Initially, EuroPhenome was developed within the EUMORPHIA (European Union Mouse Research for Public Health and Industrial Applications) programme to capture and store pilot phenotyping data obtained on four background strains (C57BL/6J, C3H/HeBFeJ, BALB/cByJ and 129/SvPas). EUMORPHIA was a large project consisting of 18 research centres in 8 European countries, with the main focus of the project being the development of novel approaches in phenotyping, mutagenesis and informatics to improve the characterisation of mouse models for understanding human molecular physiology and pathology.
The current version of EuroPhenome is capturing data from the EUMODIC project as well as the Wellcome Trust Sanger Institute Mouse Genetics Programme, HMGU German Mouse Clinic pipeline, and the CMHD. EUMODIC is undertaking a primary phenotype assessment of up to 500 mouse mutant lines derived from ES cells developed in the EUCOMM project as well as other lines.
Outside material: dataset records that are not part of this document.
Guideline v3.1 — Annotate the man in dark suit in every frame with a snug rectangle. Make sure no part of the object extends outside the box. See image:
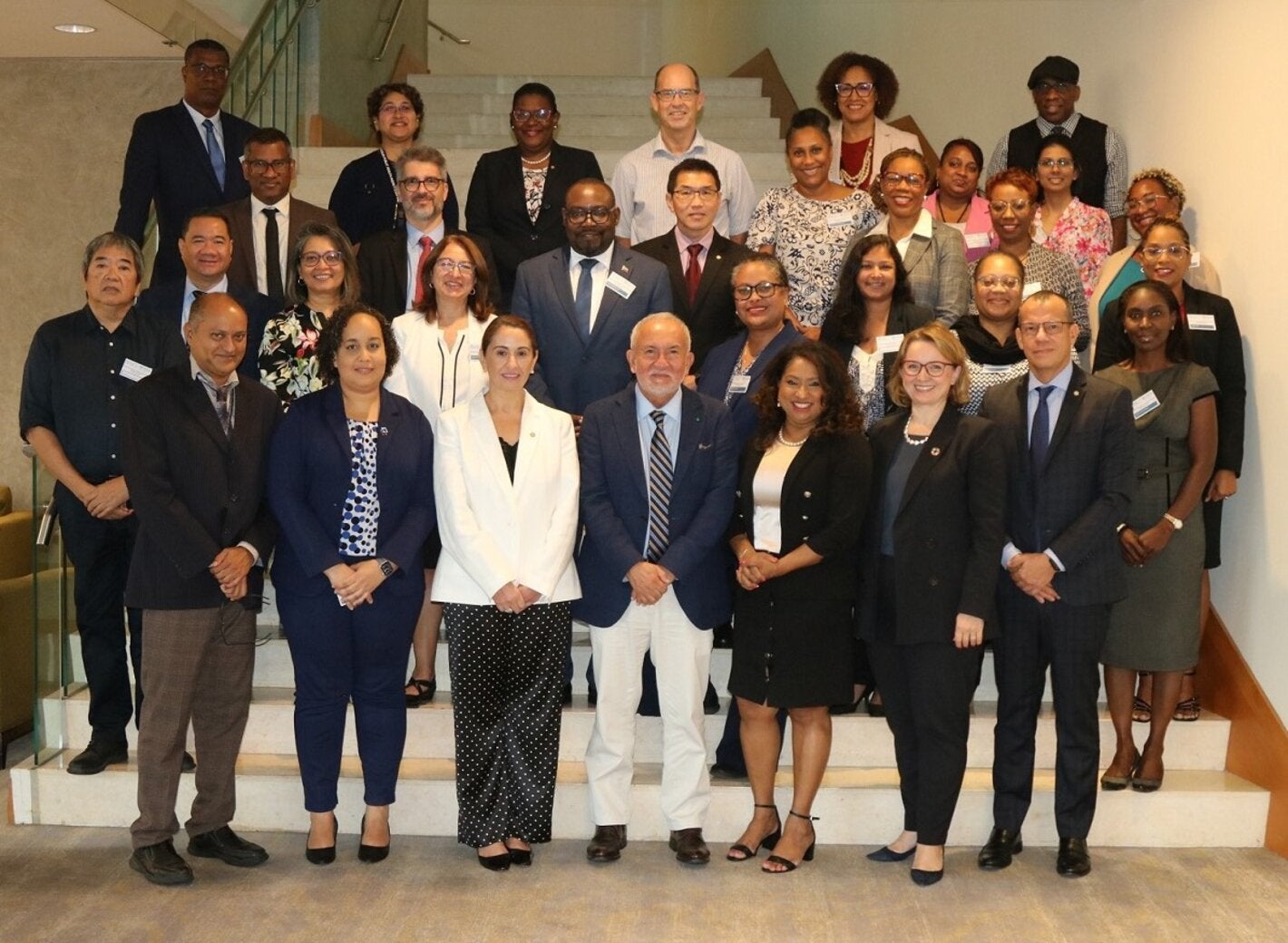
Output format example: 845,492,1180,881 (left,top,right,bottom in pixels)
223,128,337,305
121,294,279,885
112,39,255,282
635,157,755,373
573,313,738,864
138,210,281,382
979,291,1136,878
358,144,497,321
Lines showing an interesting phenotype will be subject to a more in depth assessment.
EUMODIC is building upon the database of standardised phenotyping protocols, EMPReSS, developed by the EUMORPHIA project. EUMODIC has developed a selection of these screens, called EMPReSSslim, to enable comprehensive, high throughput, primary phenotyping of large numbers of mice.
EuroPhenome annotation of phenovariants
Phenovariants are annotated using an automated pipeline, which assigns an MP term if the mutant data is statistically different from the baseline data. This data is shown in the Phenomap and the mine for a mutant tool. A statistically significant result and the subsequent MP annotation does not necessarily mean a true phenovariant. There are other factors that could cause this result that have not been accounted for in the analysis. It is the responsibility of the user to download the data and use their expert knowledge or further analysis to decide whether they agree or not.